Despite plaintiff's argument that we should view the case in light of the "commercial context" of the transaction and "business common sense," we do not find an implied assignment of legal claims. Taking into account business common sense does not "mean that one can rewrite the language which the parties have used in order to make the contract conform to business common sense" (Rainy Sky S.A. v Kookmin Bank, [2011] UKSC 50, [2011] 1 WLR 2900). Further, in the above-cited Procter & Gamble, [2012] EWCA (Civ) 1413, at ¶ 22), a unanimous panel of the English Court of Appeal squarely rejected the "commercial context" argument of plaintiff's expert. It is reasonable to conclude that, because the parties' unambiguous Phase 3 agreements do not expressly transfer legal claims to plaintiff, the parties did not intend to transfer legal claims to plaintiff (see Attorney General of Belize v Belize Telecom Ltd., [2009] UKPC 10, [2009] 1 WLR 1988).

We reject plaintiff's argument that an assignment can be implied on the ground that the possibility of suing defendants was foreseeable. Plaintiff cites an unrelated case indicating that investors were not yet on notice, for statute of limitations purposes, of RMBS fraud claims against Morgan Stanley in July 2008, one month after the Phase 3 assignment from the Cayman SPVs to plaintiff in this action (Allstate Ins. Co. v Morgan Stanley, 2013 NY Slip Op 31130[U] [Sup Ct New York County 2013], affd 117 AD3d 546 [1st Dept 2014]). However, notice of a claim for New York statute of limitations purposes is not the same as an awareness that one might seek to pursue claims at some future time, which is all that foreseeability under English law requires. Plaintiff itself alleges that the Phase 3 transfers were part of a "bad bank" strategy intended to isolate the "toxic" RMBS at issue and that it is a "special purpose vehicle that was established to receive, hold, and manage toxic RMBS assets, including the Certificates." Thus, plaintiff cannot credibly argue that it did not foresee that it might want to pursue claims in connection with the "toxic" certificates it purchased.

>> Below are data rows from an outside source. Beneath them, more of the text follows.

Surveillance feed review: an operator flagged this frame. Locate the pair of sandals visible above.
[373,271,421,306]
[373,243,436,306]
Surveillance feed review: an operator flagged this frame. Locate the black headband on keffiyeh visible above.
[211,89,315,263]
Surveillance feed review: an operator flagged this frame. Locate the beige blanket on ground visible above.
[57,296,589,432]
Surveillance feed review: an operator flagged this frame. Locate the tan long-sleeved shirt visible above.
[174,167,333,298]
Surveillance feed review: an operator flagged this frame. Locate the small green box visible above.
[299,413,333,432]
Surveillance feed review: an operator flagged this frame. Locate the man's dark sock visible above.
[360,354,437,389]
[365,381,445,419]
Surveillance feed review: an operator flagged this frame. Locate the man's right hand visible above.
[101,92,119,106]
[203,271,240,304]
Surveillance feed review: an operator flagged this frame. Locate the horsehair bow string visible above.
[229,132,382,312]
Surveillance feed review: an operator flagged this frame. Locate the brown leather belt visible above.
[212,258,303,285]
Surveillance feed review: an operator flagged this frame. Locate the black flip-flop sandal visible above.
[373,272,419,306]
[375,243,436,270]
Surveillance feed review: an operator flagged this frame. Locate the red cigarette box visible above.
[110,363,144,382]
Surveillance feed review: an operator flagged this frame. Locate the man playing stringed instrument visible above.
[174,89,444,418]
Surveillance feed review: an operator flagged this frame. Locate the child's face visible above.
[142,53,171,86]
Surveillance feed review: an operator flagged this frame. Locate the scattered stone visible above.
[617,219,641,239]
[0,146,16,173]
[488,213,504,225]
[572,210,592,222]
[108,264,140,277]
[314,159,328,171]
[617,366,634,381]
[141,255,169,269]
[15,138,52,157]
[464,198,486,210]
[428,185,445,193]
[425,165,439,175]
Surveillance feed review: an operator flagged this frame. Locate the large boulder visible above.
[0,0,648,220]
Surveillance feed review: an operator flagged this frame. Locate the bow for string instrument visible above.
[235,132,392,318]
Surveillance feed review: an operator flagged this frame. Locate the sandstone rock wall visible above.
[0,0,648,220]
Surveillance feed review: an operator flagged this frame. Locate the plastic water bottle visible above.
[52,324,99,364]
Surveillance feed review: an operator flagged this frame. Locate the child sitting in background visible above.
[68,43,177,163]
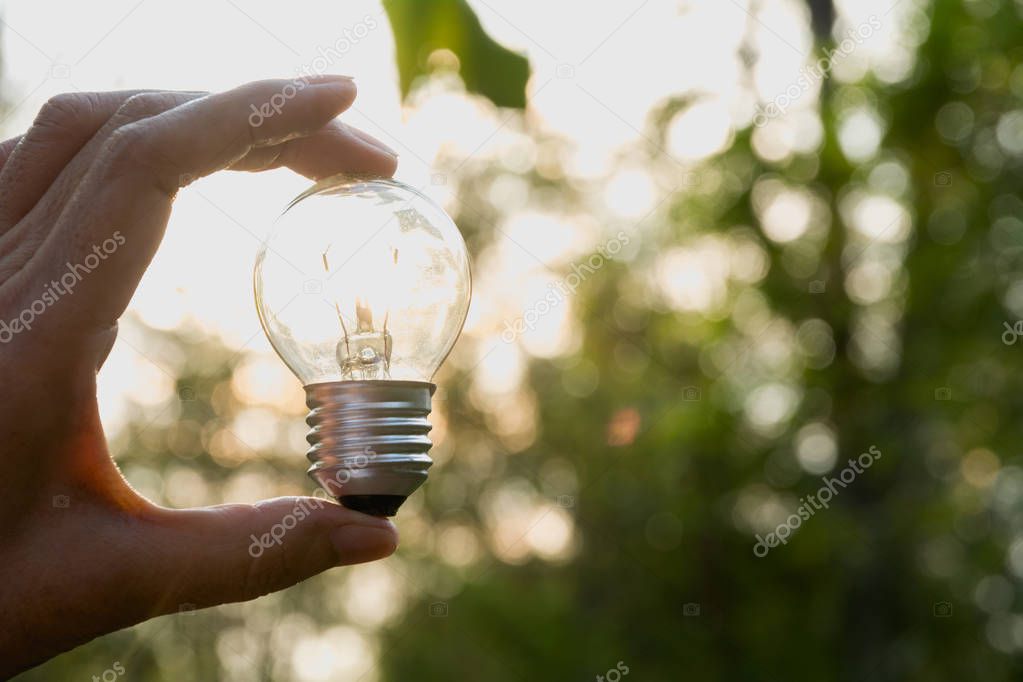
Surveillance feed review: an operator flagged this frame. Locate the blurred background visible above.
[0,0,1023,682]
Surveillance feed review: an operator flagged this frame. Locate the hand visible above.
[0,77,397,678]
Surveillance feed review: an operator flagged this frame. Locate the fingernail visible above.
[305,74,355,85]
[330,521,398,565]
[345,126,398,158]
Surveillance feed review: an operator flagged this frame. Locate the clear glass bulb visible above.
[255,176,472,385]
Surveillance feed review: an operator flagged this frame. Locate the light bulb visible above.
[255,176,472,516]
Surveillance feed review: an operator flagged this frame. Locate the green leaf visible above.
[384,0,529,108]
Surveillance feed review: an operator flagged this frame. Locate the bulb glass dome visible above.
[255,176,472,385]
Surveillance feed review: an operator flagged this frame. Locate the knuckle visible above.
[35,92,93,126]
[103,123,145,167]
[116,91,201,123]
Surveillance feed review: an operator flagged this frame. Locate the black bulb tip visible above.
[338,495,405,516]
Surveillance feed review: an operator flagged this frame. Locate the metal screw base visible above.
[306,380,437,516]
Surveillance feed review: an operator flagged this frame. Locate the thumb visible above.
[140,497,398,615]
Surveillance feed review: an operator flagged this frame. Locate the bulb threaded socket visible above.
[306,380,437,516]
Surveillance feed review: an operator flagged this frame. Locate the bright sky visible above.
[0,0,919,680]
[0,0,914,427]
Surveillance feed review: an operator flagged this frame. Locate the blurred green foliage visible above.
[384,0,529,108]
[20,0,1023,682]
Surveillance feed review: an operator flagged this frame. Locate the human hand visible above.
[0,77,397,677]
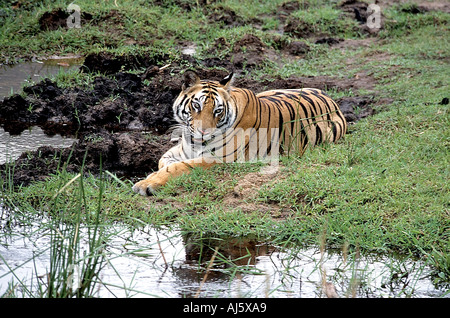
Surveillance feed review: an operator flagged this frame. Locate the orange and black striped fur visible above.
[133,71,347,195]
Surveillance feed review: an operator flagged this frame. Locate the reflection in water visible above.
[0,56,82,101]
[0,127,76,164]
[0,222,443,298]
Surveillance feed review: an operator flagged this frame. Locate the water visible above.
[0,220,445,298]
[0,127,76,164]
[0,56,82,101]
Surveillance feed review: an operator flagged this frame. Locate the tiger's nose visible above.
[197,128,211,136]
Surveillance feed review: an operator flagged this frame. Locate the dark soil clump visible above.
[0,49,380,185]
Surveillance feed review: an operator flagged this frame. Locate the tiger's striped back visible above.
[133,72,347,195]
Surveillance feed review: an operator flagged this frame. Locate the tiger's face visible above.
[173,71,235,142]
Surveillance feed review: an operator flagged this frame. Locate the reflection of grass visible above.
[0,1,450,296]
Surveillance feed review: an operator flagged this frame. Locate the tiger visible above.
[132,70,347,196]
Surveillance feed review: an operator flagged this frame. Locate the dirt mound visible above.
[39,9,92,31]
[0,131,174,186]
[0,47,380,188]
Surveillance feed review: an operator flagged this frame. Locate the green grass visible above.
[0,1,450,294]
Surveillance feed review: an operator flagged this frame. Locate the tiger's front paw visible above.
[132,172,164,196]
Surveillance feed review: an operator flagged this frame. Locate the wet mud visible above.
[0,1,392,185]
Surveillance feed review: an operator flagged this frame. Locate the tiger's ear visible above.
[181,70,200,91]
[219,73,234,90]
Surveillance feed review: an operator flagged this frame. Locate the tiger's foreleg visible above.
[133,157,215,196]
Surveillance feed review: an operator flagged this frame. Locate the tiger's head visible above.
[173,71,236,142]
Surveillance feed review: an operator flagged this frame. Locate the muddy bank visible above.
[0,56,372,185]
[0,35,373,185]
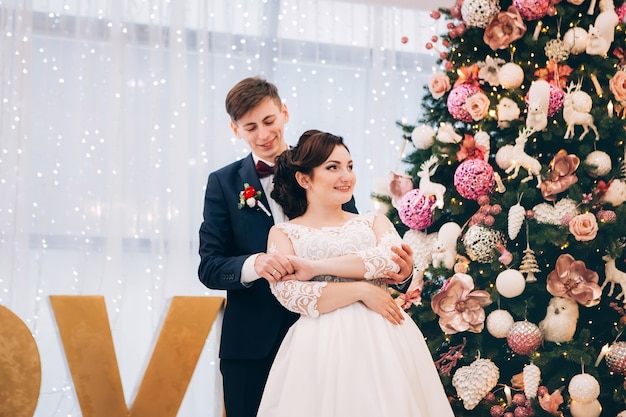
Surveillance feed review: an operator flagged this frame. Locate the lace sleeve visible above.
[356,226,402,279]
[270,280,328,318]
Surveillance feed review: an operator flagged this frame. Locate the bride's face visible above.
[307,145,356,204]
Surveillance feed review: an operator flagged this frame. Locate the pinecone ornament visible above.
[506,320,543,355]
[606,342,626,375]
[452,359,500,410]
[524,363,541,399]
[508,203,526,240]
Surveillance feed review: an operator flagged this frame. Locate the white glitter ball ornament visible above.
[567,374,600,404]
[486,310,515,339]
[506,320,543,355]
[463,224,506,263]
[585,151,612,178]
[452,359,500,410]
[563,27,589,55]
[496,269,526,298]
[498,62,524,90]
[461,0,500,28]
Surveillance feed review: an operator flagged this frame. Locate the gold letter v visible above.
[50,295,224,417]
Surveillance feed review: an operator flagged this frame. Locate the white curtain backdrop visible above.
[0,0,445,417]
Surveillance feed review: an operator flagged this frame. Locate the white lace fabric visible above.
[270,213,402,317]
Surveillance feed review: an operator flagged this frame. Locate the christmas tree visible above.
[375,0,626,417]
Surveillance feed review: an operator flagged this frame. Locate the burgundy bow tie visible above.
[256,160,274,178]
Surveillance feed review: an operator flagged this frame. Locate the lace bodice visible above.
[269,213,402,317]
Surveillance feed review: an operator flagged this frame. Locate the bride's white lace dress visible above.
[257,213,454,417]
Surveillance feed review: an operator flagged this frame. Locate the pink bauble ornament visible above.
[398,188,435,230]
[447,84,480,123]
[454,159,496,200]
[513,0,550,20]
[506,320,543,355]
[605,342,626,375]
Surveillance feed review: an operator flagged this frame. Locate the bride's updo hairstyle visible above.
[271,130,350,219]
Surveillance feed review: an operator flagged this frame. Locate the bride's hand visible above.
[361,282,404,324]
[283,256,319,281]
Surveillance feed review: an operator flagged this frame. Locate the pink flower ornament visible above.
[547,254,602,307]
[431,273,491,334]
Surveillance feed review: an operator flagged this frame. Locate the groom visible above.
[198,77,413,417]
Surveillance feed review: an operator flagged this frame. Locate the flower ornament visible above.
[540,149,580,201]
[237,183,272,217]
[478,55,506,87]
[431,273,491,334]
[546,254,602,307]
[483,6,526,51]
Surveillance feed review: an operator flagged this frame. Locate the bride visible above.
[257,131,454,417]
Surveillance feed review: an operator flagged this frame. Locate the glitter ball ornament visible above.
[513,0,550,20]
[605,342,626,375]
[506,320,543,355]
[398,188,435,230]
[544,38,570,62]
[463,224,506,264]
[496,269,526,298]
[454,159,496,200]
[461,0,500,28]
[567,374,600,404]
[585,151,612,178]
[523,363,541,399]
[486,310,515,339]
[563,27,589,55]
[498,62,524,90]
[452,359,500,410]
[446,84,480,123]
[411,124,437,149]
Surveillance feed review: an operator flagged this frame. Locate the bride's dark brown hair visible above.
[271,129,350,219]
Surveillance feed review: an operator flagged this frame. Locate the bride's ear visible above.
[296,172,311,190]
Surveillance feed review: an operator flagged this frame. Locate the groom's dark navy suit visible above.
[198,154,356,417]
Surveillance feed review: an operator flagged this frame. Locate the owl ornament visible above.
[539,297,578,344]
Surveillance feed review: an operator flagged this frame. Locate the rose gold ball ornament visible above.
[506,320,543,355]
[605,342,626,375]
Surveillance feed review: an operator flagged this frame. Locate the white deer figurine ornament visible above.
[563,82,599,140]
[417,155,446,210]
[600,255,626,300]
[496,128,541,188]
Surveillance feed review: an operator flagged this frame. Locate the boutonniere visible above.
[237,183,272,217]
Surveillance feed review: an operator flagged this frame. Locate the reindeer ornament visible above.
[417,155,446,210]
[496,128,541,188]
[563,83,600,140]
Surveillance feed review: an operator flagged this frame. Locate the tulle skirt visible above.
[257,303,454,417]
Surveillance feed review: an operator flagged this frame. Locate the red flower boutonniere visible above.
[237,183,272,216]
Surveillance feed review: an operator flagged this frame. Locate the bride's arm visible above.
[285,215,402,281]
[268,228,403,324]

For the reasons underlying our rejection of the implied assignment arguments, we will not infer an assignment of legal claims based on the parties' conduct. Coulter v Chief Constable of Dorset Police ([2004] 1 WLR 1425 [Chancery Division]), and Ifejika v Ifejika ([2010] EWCA (Civ) 563), upon which plaintiff places much reliance, are factually distinguishable. Coulter concerned the equitable assignment of a judgment debt from a former chief constable of the [*3]Dorset police to the then-current chief constable. In that case, the court held that the debt was assigned to the chief constable's successor even without a written contractual assignment because the former chief held the payment of the debt in trust for his successor. Thus, Coulter is sui generis and not relevant to the situation presented here. In Ifejika, which involved a design infringement dispute between brothers over a contact lens cleaning device, the court found only the possibility of an equitable assignment absent a written agreement; however, although the court allowed the matter to go to trial, it did not determine if there had actually been an equitable assignment. By contrast, this case presents written agreements drafted by counsel in a highly complex transaction between sophisticated parties. Likewise, there exists a previous 2004 Master Framework that did expressly transfer legal claims.

We also find that legal claims were not transferred in Phase 2. Those transfers were effectuated pursuant to trade tickets or sales confirmations or both, which make no reference to the assignment of tort claims. We have already rejected plaintiff's "commercial context" and "business common sense" arguments.

We have considered plaintiff's remaining arguments and find them unavailing.

THIS CONSTITUTES THE DECISION AND ORDER

OF THE SUPREME COURT, APPELLATE DIVISION, FIRST DEPARTMENT.